The sample is of male veterans, so the findings may not apply to females. Furthermore, selection of a sample based on military service can be viewed as a further bias, though it does clarify the interpretation of the findings: functional impairments in young adulthood resulting from birth injury, early expression of genetic abnormalities, and serious consequences of childhood or adolescent accidents or illnesses, are likely to have been excluded from this study by military selection standards.
Since genetic analyses require twin paired data to estimate correlations, and because response rates will inevitably be lower for pairs than for single twins, we assigned a proxy score for purposes of a sensitivity analysis, as described earlier: this raised the response rate to 74% and produced a modified result that is informative but complicated by the assignment of a score of worse limitations of desired activities as a proxy for death and cognitive impairment. A decline in health limitation scores from W3 to W4 does not firmly predict the further course of limitations: 20% of the scores at W3 were followed with improvement by W4, in line with several national longitudinal studies reporting that the declines of aging follow a steady course when aggregated and measured over long intervals, but are complicated by recovery and relapse when charted more frequently.28
The variation in rates of new limitations across the follow-up period is not unexpected since some of HLA activities are less demanding and more readily preserved. For example, leisure activities, carrying heavy packages, and walking 10 or more blocks are more difficult to maintain; at least 20% of these activities became more limited over time, whereas for other outcomes (e.g., travel) less than 10% of individuals reported a change in status. These differences in the rates of incident impairments reduced the incidence rates of certain activities and therefore may have minimized the potential for genetic influences on outcomes.

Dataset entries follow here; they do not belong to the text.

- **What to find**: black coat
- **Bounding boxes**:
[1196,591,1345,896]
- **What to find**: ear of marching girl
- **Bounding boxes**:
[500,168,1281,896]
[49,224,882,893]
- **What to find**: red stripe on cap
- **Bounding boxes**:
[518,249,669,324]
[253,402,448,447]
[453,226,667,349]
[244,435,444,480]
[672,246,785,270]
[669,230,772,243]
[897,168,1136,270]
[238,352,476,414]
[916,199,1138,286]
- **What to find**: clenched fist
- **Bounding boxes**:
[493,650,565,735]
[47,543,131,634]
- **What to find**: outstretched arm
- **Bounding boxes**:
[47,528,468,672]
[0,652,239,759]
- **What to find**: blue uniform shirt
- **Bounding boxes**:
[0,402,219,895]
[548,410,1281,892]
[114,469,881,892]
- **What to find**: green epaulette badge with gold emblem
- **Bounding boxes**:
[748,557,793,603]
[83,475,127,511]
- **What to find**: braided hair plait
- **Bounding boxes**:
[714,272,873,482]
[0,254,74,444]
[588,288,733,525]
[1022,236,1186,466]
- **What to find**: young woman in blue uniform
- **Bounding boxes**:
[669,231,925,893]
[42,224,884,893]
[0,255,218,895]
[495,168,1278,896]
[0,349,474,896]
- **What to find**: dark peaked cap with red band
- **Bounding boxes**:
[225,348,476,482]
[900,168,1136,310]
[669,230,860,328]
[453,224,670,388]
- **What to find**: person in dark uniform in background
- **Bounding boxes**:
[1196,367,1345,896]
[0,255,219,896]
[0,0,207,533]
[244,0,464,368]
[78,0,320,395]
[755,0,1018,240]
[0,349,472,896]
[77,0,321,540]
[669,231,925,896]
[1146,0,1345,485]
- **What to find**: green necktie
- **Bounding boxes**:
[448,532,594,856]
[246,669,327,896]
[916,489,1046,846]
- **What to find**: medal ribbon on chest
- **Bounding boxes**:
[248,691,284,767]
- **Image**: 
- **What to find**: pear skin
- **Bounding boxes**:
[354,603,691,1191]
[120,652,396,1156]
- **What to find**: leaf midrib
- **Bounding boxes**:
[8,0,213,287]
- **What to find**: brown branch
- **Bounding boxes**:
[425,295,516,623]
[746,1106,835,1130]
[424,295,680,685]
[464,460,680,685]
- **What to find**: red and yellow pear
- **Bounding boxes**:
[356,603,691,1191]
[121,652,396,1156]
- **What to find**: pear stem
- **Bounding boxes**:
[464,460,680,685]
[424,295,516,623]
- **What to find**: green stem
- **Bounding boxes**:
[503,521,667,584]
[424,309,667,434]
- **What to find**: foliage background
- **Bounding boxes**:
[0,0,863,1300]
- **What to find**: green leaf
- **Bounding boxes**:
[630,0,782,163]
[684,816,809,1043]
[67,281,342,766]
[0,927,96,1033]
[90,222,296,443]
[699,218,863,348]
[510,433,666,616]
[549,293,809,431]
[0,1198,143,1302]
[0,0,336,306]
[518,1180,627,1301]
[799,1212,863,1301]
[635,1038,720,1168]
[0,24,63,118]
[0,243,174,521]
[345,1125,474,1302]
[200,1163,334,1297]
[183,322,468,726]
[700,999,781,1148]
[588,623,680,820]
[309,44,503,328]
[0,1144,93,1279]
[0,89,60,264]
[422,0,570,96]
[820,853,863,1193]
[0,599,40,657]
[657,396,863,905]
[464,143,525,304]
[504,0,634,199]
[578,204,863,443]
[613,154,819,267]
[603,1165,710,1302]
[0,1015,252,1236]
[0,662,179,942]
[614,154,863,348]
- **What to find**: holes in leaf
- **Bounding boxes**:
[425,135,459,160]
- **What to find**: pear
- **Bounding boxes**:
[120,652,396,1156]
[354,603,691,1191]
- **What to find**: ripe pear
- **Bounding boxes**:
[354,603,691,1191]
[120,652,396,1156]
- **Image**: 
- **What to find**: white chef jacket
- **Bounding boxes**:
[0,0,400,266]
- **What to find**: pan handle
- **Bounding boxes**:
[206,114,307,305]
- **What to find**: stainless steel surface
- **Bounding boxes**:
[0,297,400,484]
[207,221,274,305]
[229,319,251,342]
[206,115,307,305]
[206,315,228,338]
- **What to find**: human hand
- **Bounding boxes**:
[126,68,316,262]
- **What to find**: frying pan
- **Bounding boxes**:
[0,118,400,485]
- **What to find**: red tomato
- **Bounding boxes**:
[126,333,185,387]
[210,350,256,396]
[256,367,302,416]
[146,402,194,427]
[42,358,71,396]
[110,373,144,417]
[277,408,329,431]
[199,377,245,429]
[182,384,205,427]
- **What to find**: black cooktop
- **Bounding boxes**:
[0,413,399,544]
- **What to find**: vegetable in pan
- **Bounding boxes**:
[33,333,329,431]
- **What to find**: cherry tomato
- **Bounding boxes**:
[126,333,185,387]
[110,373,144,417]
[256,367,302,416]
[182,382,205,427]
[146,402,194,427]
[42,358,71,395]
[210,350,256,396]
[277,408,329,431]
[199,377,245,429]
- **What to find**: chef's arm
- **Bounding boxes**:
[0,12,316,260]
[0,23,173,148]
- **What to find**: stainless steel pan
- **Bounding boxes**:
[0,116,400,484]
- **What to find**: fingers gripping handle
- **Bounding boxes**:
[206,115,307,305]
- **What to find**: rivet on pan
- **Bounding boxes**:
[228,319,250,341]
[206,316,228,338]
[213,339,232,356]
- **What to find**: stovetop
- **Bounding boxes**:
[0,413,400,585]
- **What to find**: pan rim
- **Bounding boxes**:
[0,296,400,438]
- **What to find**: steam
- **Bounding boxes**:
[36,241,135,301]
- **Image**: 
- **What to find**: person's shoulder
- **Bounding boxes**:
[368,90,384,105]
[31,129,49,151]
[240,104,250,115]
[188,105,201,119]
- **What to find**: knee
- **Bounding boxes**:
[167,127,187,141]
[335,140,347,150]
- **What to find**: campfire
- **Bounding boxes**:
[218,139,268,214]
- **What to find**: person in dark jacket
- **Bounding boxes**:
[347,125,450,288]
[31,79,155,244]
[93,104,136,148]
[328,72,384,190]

These findings show that a male who is on the brink of old age, but not currently limited in desired activities by health or age, is not at genetic risk for increasing restriction of desired activities with further aging. However, if death or cognitive impairment supervenes, and if the latter two outcomes are interpreted as being the equivalent of restriction of desired activities, then genetics will likely play a somewhat larger role. In both scenarios, the person’s scope of desirable activity will be determined in large part by their unique environment, including life style patterns such as exercise, smoking, nutrition, and social and intellectual activity, as well as good public and personal health care.
These understandings are important in pointing to the scope for preventive and interventional health and social services to maintain quality of life in older ages, as well as motivating aging persons to take a proactive role in maintaining their capacity to choose desired activities, a crucial element in preserving quality of life in the extended life span that rising generations are enjoying.